On Fri, 1 Jun 2007, Avi Kivity wrote:
>
> Please pull from the repository and branch

No. Not after -rc1. Not for something that changes core code and isn't a
core feature, and wasn't a regression.

> The core issue is that we need a notification [...]

No. The core issue here is that people need to understand that if you miss
the merge window, and it's new development, YOU DAMN WELL WAIT FOR THE
NEXT ONE.

Don't send me pull requests like this. And absolutely do NOT send them as
resends. I just get grumpy.

If all the added code had been KVM-only, I might not care. But when the
bulk of the code touches core files, you had better explain why this is so
important that it cannot wait for the next merge window.

Linus

2007-06-01 16:32:23

by Avi Kivity

[permalink] [raw]
Subject: Re: [GIT PULL][RESEND] KVM cpu hotplug fixes

Linus Torvalds wrote:
> Don't send me pull requests like this. And absolutely do NOT send them as
> resends. I just get grumpy.
>
> If all the added code had been KVM-only, I might not care. But when the
> bulk of the code touches core files, you had better explain why this is so
> important that it cannot wait for the next merge window.

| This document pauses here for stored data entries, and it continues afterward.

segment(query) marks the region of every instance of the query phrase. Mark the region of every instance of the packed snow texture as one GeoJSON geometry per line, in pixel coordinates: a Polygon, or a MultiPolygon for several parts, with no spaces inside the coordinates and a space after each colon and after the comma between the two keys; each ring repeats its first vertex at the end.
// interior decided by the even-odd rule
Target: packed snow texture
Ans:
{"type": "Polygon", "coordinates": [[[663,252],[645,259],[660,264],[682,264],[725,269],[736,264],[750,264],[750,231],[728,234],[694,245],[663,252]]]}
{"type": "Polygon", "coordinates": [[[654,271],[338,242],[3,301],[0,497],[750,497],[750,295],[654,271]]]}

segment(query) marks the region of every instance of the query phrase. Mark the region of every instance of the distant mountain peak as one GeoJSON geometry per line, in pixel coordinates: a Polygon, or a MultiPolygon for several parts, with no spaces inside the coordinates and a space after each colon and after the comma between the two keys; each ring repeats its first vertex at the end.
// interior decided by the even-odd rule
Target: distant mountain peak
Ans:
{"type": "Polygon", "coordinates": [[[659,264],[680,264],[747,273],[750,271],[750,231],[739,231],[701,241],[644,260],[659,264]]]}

Ok. This was really wanted by laptop-carrying users, but I guess
they'll have to wait for 2.6.23.


--
Do not meddle in the internals of kernels, for they are subtle and quick to panic.

2007-06-02 07:04:11

by Jun Koi

[permalink] [raw]
Subject: Re: [kvm-devel] [GIT PULL][RESEND] KVM cpu hotplug fixes

Hi Avi,

On 6/2/07, Avi Kivity <[email protected]> wrote:
> Linus Torvalds wrote:
> > Don't send me pull requests like this. And absolutely do NOT send them as
> > resends. I just get grumpy.
> >
> > If all the added code had been KVM-only, I might not care. But when the
> > bulk of the code touches core files, you had better explain why this is so
> > important that it cannot wait for the next merge window.
>
> Ok. This was really wanted by laptop-carrying users, but I guess
> they'll have to wait for 2.6.23.
>

Could you explain a bit:

1) Why CPU hotplug is that important for virtualization?

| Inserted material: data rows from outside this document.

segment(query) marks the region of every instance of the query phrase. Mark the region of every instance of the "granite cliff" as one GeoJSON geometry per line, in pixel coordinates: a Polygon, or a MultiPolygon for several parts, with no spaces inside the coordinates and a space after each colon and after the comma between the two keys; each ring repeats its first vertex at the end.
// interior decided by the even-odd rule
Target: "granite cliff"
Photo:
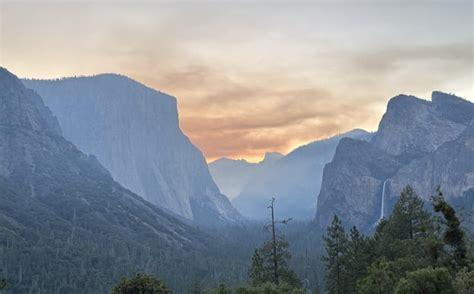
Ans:
{"type": "Polygon", "coordinates": [[[438,185],[448,199],[474,187],[474,104],[433,92],[432,100],[392,98],[370,143],[342,140],[324,169],[316,222],[338,214],[370,230],[411,185],[429,200],[438,185]]]}
{"type": "Polygon", "coordinates": [[[197,224],[240,219],[181,131],[174,97],[116,74],[24,83],[43,97],[64,136],[124,187],[197,224]]]}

2) Why this patch is wanted by laptop users?

I tried to answer myself those questions, but to no avail.

Thank you,
Jun

2007-06-02 07:33:16

by Avi Kivity

[permalink] [raw]
Subject: Re: [kvm-devel] [GIT PULL][RESEND] KVM cpu hotplug fixes

Jun Koi wrote:
> Hi Avi,
>
> On 6/2/07, Avi Kivity <[email protected]> wrote:
>> Linus Torvalds wrote:
>> > Don't send me pull requests like this. And absolutely do NOT send
>> them as
>> > resends. I just get grumpy.
>> >
>> > If all the added code had been KVM-only, I might not care. But when
>> the
>> > bulk of the code touches core files, you had better explain why
>> this is so
>> > important that it cannot wait for the next merge window.
>>
>> Ok. This was really wanted by laptop-carrying users, but I guess
>> they'll have to wait for 2.6.23.
>>
>
> Could you explain a bit:
>
> 1) Why CPU hotplug is that important for virtualization?
>

It's not specifically important for virtualization. It's a Linux kernel
feature, and right now it doesn't work very well when kvm is enabled,
and that should be fixed.


> 2) Why this patch is wanted by laptop users?

CPU hotplug is used by suspend/resume (basically, suspend hot-unplugs
all cpus except one an then suspends the machine. Resume hotplugs the
cpus back after restarting the devices).

--
Do not meddle in the internals of kernels, for they are subtle and quick to panic.